The bridge is not named for its color—it’s red, after all, not yellow—or even after the miners of old, but for the channel below, which was originally named by knowing sailors after the treacherous Golden Horn in Turkey. Depending on the weather or the time of day, the stately bridge presents a different personality. That mutable color, known to its 38 ever-busy painters as “international orange,” can appear salmon in daylight or clay red as the sun goes down. (It was originally going to be gunmetal grey, like the Bay Bridge, but folks fell in love with the red hue of the primer coat.) Wisely, the architects worked wonders in figuring out how to integrate the bridge with the landscape and not obliterate everything that led up to it, as usually happened in the 1930s. Consequently, getting a good snap of the thing isn’t as easy as you’d think.

There’s a pathway across the east side bridge for pedestrians (5am–9pm in summer, 5am–6pm in winter) that is on the best side for fantastic city views (the other side takes in the Pacific), but as you can imagine, it gets crowded on weekends. Unfortunately, the bridge isn’t easy to reach on foot, as its entry on the San Francisco side is tangled up among the confusing and unfriendly roadways of the Presidio. The six-lane bridge, built to 1937 proportions, isn’t the easiest or safest place to take photographs from your car, either, although plenty of tourists snarl traffic in the effort. Instead, planners constructed a viewing deck, complete with a restroom, at the bridge’s northern end that is accessible no matter from which direction you’re coming on the 101. I prefer using it on the way into town, because visitors from southbound traffic must use a walkway that goes underneath the bridge, giving them a unique second perspective of its structural underpinnings. Try to show up earlier in the day, when the sun is unlikely to ruin your shots.
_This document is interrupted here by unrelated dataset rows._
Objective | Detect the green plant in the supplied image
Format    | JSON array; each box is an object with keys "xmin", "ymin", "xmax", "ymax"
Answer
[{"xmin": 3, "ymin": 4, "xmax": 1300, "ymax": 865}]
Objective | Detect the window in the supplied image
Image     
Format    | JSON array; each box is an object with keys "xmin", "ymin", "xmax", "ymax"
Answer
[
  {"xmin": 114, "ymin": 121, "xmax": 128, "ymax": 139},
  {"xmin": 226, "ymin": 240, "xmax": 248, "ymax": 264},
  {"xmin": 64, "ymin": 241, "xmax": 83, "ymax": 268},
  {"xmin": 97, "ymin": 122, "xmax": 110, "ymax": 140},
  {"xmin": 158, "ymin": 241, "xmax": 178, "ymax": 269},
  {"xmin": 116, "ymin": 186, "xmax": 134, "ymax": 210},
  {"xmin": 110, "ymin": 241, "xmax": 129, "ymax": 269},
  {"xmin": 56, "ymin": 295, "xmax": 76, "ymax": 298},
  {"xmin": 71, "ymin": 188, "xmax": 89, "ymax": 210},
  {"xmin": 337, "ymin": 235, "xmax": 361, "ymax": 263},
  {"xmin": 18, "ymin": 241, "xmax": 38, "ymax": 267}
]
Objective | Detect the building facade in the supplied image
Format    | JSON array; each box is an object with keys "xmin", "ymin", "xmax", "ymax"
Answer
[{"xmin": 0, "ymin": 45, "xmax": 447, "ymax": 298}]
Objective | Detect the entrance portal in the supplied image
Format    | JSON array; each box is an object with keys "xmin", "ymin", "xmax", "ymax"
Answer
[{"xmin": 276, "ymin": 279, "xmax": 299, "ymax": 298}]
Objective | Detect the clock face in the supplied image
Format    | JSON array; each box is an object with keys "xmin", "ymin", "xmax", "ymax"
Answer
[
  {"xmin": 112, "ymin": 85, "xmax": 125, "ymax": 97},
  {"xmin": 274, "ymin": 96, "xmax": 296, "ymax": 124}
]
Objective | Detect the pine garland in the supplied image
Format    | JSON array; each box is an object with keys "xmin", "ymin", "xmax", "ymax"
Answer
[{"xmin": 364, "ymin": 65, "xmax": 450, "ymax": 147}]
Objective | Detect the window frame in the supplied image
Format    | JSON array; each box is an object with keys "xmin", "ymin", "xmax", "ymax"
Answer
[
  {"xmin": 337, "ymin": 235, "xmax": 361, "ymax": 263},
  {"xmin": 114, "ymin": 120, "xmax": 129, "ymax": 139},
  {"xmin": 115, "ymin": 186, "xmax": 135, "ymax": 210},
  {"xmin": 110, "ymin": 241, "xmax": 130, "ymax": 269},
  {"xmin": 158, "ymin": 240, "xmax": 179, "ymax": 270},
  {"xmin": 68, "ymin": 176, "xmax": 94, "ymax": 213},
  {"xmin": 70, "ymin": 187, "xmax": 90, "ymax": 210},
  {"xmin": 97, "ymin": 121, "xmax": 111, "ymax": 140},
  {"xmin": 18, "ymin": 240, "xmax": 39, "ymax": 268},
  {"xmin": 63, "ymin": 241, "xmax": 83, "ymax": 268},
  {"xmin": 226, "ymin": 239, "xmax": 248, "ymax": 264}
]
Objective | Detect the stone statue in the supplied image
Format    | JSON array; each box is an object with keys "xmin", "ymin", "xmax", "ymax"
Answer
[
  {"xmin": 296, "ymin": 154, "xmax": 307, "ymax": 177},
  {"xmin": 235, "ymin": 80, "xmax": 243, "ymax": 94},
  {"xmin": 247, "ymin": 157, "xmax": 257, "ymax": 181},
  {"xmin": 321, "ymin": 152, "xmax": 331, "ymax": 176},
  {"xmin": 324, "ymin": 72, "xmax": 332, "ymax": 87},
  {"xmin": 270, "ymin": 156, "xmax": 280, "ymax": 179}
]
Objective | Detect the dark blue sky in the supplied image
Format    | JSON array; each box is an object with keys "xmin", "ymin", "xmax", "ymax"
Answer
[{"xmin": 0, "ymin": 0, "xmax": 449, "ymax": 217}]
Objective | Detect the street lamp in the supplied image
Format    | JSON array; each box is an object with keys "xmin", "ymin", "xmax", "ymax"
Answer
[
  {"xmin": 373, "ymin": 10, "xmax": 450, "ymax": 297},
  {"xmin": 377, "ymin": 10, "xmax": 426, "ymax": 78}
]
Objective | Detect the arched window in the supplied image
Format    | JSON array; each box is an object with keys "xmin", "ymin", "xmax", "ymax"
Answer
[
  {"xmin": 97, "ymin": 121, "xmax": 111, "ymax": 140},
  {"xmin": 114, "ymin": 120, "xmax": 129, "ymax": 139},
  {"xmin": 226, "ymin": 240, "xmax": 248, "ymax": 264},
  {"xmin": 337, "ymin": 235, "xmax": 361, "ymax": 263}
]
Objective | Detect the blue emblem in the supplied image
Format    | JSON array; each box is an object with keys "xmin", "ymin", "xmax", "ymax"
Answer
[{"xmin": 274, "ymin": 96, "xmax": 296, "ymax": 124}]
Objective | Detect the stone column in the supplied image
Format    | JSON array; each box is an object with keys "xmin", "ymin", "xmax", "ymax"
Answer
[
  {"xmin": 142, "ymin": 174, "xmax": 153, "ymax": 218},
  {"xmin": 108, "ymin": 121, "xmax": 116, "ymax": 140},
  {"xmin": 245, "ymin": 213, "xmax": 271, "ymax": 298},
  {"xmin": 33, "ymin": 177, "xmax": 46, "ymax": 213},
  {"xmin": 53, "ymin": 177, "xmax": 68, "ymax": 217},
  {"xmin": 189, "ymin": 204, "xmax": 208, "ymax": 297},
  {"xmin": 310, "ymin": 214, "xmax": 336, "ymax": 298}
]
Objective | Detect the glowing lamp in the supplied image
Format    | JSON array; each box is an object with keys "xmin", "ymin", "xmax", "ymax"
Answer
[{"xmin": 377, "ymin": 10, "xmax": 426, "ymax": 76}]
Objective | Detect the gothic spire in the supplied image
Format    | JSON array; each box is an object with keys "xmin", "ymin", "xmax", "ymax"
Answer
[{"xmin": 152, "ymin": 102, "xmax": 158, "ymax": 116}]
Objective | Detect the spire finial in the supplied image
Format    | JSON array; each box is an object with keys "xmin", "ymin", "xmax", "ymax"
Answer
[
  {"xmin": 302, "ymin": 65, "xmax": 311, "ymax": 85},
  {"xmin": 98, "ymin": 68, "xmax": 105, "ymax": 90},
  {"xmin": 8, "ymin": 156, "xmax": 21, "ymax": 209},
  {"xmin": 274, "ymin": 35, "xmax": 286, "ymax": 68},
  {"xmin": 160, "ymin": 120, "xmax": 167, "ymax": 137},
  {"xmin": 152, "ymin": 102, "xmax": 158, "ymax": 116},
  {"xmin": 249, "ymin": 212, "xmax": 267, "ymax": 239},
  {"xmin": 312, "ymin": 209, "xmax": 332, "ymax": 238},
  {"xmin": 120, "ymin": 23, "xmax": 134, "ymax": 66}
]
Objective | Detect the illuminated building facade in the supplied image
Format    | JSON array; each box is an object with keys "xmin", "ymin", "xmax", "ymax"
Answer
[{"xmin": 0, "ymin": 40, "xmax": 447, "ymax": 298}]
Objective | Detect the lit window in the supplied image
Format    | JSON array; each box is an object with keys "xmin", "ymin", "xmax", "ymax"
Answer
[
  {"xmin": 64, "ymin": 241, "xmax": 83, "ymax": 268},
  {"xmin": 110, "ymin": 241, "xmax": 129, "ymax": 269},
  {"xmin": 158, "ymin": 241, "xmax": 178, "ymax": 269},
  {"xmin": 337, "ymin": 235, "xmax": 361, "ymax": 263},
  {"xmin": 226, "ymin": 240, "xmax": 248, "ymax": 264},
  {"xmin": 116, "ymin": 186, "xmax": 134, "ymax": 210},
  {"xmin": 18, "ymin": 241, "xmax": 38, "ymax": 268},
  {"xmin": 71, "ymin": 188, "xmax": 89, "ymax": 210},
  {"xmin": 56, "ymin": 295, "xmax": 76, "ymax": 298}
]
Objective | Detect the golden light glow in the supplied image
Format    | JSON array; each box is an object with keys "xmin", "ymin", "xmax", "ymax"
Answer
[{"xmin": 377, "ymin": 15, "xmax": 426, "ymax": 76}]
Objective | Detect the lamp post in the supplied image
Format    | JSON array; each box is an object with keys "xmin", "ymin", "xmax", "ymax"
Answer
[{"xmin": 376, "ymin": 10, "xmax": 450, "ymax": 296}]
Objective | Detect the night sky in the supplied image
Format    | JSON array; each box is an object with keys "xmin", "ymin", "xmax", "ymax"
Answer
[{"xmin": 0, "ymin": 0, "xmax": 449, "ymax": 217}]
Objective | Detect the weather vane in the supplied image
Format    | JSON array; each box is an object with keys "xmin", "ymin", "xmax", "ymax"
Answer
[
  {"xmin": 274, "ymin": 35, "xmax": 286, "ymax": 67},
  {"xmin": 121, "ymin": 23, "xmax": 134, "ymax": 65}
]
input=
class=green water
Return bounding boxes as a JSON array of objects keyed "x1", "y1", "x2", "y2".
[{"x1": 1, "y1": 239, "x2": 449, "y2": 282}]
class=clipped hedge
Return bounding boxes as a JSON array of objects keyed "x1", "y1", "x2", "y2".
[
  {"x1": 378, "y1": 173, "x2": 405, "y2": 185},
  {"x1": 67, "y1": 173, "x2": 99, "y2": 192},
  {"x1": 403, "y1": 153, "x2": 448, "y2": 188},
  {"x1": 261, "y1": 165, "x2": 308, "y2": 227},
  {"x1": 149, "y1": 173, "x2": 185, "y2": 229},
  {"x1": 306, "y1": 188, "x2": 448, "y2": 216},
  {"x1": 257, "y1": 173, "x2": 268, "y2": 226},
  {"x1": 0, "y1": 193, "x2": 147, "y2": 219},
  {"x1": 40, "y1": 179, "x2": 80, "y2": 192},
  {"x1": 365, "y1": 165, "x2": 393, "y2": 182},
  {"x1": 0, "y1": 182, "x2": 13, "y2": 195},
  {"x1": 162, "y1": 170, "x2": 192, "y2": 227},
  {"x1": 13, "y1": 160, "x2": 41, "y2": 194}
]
If you do go on the bridge, for an extra thrill, be in the middle when a boat goes underneath; freighters are exhilarating when seen from above, and the regular tourist sightseeing boats bob helplessly for an amusing moment as they turn around in the teeming waters; sometimes, you can hear their passengers shout in alarm.

A sad but hopeful note: After many years of suicides committed by jumping off the bridge, the city is finally moving forward with construction of a “suicide net” that would extend 20 feet out over the water, preventing people from plummeting the nearly 750 feet to the water below.